The "safest" but least performant option. The cache provider will lock the cache when the object is updated, ensuring that all transactions will see the most up to date version.

 

  1. EHCache comes with some defaults out of the box when you configure caching. But you can create your own configuration. You can easily do this by providing a file name ehcache.xml on the classpath.
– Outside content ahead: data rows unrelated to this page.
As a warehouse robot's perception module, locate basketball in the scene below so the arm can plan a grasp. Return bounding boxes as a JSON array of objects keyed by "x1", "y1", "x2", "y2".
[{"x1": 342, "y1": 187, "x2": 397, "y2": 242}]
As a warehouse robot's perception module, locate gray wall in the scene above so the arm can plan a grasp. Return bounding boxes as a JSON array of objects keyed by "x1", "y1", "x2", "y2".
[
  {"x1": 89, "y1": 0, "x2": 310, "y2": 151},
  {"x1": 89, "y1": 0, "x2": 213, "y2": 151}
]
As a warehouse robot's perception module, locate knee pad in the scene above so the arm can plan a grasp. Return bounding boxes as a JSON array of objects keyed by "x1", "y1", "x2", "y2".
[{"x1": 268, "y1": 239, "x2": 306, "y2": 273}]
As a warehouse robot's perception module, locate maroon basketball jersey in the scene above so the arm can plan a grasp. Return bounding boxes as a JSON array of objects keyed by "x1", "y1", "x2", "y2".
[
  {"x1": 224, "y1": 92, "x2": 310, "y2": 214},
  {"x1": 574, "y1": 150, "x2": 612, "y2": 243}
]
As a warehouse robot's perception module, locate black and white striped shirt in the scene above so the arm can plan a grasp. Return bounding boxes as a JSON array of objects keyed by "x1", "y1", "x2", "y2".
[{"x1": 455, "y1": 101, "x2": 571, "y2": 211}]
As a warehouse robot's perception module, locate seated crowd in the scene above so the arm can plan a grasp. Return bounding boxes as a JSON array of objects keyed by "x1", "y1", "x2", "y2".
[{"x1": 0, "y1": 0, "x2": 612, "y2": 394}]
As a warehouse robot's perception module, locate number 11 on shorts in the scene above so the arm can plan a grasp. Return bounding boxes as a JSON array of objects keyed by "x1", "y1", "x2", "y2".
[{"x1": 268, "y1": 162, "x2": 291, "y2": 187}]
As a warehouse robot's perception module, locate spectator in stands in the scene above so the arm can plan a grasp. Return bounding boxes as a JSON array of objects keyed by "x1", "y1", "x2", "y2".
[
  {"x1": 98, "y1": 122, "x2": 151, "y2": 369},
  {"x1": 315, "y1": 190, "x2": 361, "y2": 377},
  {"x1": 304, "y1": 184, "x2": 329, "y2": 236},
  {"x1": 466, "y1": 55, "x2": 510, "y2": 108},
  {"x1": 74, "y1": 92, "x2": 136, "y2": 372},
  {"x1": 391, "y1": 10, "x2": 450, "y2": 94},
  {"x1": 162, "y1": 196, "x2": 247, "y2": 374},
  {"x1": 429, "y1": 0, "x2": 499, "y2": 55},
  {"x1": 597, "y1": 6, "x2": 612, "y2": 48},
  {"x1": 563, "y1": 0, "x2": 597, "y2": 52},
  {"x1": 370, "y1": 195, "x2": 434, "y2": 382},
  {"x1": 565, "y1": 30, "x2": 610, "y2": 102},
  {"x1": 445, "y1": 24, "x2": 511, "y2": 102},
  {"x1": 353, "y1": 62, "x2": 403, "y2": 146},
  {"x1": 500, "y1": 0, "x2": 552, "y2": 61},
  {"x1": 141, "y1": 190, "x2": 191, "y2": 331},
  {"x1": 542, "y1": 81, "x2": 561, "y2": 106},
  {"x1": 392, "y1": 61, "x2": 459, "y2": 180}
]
Below is sample configuration ehcache.xml.

 

<ehcache xmlns:xsi="http://www.w3.org/2001/XMLSchema-instance"    xsi:noNamespaceSchemaLocation="ehcache.xsd" updateCheck="true" monitoring="autodetect" dynamicConfig="true">
 
<diskStore path="../EhcacheData"/>
	
<cacheManagerPeerProviderFactory  class="net.sf.ehcache.distribution.jgroups.JGroupsCacheManagerPeerProviderFactory"
properties="connect=UDP(mcast_addr=231.12.21.132;mcast_port=45566;ip_ttl=32;
    mcast_send_buf_size=150000;mcast_recv_buf_size=80000):
    PING(timeout=2000;num_initial_members=6):
    MERGE2(min_interval=5000;max_interval=10000):
    FD_SOCK:VERIFY_SUSPECT(timeout=1500):
    pbcast.NAKACK(gc_lag=10;retransmit_timeout=3000):
    UNICAST(timeout=5000):
    pbcast.STABLE(desired_avg_gossip=20000):
    FRAG:
    pbcast.GMS(join_timeout=5000;join_retry_timeout=2000;
    shun=false;print_local_addr=true)"
    propertySeparator=":"
	/>
<cache 
		name="com.st.model.Profile"
		maxElementsInMemory="500"
      		 eternal="false"
       		timeToIdleSeconds="120"
		timeToLiveSeconds="120"
		overflowToDisk="true"
		maxElementsOnDisk="500"
		diskPersistent="false"
		diskExpiryThreadIntervalSeconds="120"
		memoryStoreEvictionPolicy="LRU"
		statistics="true"
	>
	<cacheEventListenerFactory
            	class="net.sf.ehcache.distribution.jgroups.JGroupsCacheReplicatorFactory"
            	properties="replicateAsynchronously=true, replicatePuts=false,
            	replicateUpdates=true, replicateUpdatesViaCopy=false,
            	replicateRemovals=false" />
	</cache> 
</ehcache>

 

That’s It. Cache is configured…!!

Does your cache work?

When you have finally configured your cache, you want to know if it works. Of course you can check entities are cached or not, hit and miss ratio for them. You can export Mbean for that and see statistics in Jconsole for each entity you marked as cacheable.